Max Verstappen aveva iniziato a dirlo nel giovedì dedicato alle interviste, appena arrivato a Suzuka, e da quel momento non ha più smesso: "Singapore è stata una parentesi, il resto sono stronz*ate". Nessuna paura Red Bull, nessuna preoccupazione per l'introduzione delle nuove direttive FIA che - secondo qualcuno - avrebbero messo in crisi il dominio della squadra, nessun dubbio sui risultati da portare a casa in Giappone: "Una gliela possiamo anche concedere - aveva detto Max ridendo - ma ora basta, torniamo a vincere noi".
E così è stato. Perché l'olandese d'oro di questa Formula 1 ha rimesso insieme le cose, ricostruendo il proprio dominio in pista con un weekend perfetto dal venerdì fino alla domenica, correndo come uno che se non corre muore. Come se lui, leader incontrastato di questi anni nella massima serie e di questa stagione che porta soltanto il suo nome, avesse bisogno di dimostrare ancora qualcosa. Ma è anche questo, Max Verstappen. Il nervosismo davanti alle domande dei giornalisti che, in assenza di un reale confronto in pista, cercano di strappargli storie e preoccupazioni, dubbi e domande.
Ma Max non cede, non arretra di un centimetro. Gli anni complessi della sua crescita, l'arrivo in Formula 1 a soli diciassette anni, le stagioni a combattere per emergere e la forza mentale dimostrata in un mondiale complesso come quello del 2021, ci hanno consegnato il Verstappen di oggi, un ragazzo che sa esattamente come muoversi nel mondo della velocità.
Suzuka è roba sua, ancora prima che della Red Bull. Il team con il successo di Max porta a casa il titolo costruttori, festeggiando sul podio con un Chris Horner particolarmente emozionato davanti al compimento di un miracolo sportivo realizzato quest'anno (con buona pace di tutti quelli che, per colpa di questo miracolo, si sono annoiati davanti alla televisione), ma è Max al centro della festa. Sergio Perez c'è ma in pista in Giappone si parla di lui soltanto per errori e incidenti, penalità e sostituzioni e, alla fine, per un ritiro obbligato. L'olandese, subito dopo il crollo del messicano al centro di questa stagione, non aveva nascosto la propria indifferenza, spiegando che - visti i risultati e la superiorità della macchina - sarebbe riuscito a vincere il titolo costruttori anche da solo.

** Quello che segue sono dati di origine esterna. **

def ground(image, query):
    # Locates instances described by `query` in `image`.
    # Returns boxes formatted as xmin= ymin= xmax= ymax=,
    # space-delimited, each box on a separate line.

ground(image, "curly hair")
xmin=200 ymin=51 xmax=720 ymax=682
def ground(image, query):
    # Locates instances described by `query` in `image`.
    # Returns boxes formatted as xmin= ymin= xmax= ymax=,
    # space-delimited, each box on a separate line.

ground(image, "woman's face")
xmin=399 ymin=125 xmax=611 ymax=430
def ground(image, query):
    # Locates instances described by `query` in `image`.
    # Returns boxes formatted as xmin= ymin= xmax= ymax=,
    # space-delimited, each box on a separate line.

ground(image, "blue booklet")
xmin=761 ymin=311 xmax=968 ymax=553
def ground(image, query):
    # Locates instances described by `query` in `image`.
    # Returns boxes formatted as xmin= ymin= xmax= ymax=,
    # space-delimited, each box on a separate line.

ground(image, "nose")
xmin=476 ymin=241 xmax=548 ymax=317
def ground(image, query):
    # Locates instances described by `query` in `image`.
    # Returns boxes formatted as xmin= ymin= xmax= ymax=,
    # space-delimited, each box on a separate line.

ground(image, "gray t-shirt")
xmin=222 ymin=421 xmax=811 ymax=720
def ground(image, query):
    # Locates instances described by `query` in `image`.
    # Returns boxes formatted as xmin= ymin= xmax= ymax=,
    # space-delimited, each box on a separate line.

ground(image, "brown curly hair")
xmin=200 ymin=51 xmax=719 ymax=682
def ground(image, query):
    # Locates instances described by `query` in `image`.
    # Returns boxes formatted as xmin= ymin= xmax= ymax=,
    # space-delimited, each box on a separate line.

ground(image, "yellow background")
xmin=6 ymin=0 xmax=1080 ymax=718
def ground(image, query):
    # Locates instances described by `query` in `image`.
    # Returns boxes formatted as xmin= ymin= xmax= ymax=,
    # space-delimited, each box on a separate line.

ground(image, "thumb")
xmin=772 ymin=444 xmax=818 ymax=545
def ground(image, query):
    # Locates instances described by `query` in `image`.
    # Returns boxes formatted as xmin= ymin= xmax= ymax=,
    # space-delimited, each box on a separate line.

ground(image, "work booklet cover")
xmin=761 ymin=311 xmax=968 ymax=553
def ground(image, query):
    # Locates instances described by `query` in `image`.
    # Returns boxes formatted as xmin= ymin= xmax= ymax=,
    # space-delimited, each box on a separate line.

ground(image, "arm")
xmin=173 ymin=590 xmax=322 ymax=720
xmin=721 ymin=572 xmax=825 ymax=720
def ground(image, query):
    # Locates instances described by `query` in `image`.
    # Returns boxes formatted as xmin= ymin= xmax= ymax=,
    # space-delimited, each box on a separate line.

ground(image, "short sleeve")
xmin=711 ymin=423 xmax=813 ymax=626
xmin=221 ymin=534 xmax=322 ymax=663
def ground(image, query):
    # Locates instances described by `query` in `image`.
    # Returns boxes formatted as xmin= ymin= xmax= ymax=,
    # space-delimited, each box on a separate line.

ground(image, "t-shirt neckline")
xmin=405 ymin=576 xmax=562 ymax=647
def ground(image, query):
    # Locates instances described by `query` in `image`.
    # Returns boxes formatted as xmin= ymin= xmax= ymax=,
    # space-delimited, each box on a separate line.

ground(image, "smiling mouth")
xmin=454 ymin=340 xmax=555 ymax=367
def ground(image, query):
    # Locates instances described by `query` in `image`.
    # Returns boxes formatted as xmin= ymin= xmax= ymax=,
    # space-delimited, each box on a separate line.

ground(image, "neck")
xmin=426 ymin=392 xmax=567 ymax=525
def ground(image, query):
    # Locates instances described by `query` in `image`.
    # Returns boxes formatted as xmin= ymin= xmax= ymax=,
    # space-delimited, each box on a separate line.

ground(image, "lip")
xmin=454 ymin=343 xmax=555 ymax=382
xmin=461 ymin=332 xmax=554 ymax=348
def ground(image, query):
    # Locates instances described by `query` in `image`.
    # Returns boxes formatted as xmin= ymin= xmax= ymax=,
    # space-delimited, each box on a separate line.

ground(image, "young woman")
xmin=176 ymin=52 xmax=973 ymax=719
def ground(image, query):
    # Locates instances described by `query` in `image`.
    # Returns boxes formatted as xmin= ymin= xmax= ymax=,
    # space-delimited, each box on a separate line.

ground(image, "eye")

E se è vero che i punti portati a casa dal messicano sono stati fondamentali per raggiungere l'obiettivo già a Suzuka, a casa Honda, è altrettanto vero che anche da solo Verstappen avrebbe potuto chiudere l'anno con due mondiali tra le mani. Il secondo, quello piloti, potrebbe arrivare già durante la spint race del sabato in Qatar, durante il prossimo appuntamento con la Formula 1, mettendo definitivamente la parola fine su questo campionato senza rivali.
Verstappen bacia il suo ennesimo, strano, trofeo e ride guardando Chris Horner, sul podio con lui. C'è ammirazione, gratitudine e affetto, in quei sorrisi. C'è lo strano legame che unisce due uomini duri, spesso odiati, quasi sempre bruschi e intrattabili davanti alle telecamere. C'è il Max che in pochi vedono, annebbiati dalla patina che ricopre il campione distruttore, del ragazzo con il ghigno saccente di chi sa perfettamente dove si trova e perché è lì. C'è il ragazzo che tra pochi giorni compirà 26 anni, il bambino prodigio, il vero fautore di questa egemonia Red Bull. In una storia che porta solo e soltanto il suo nome.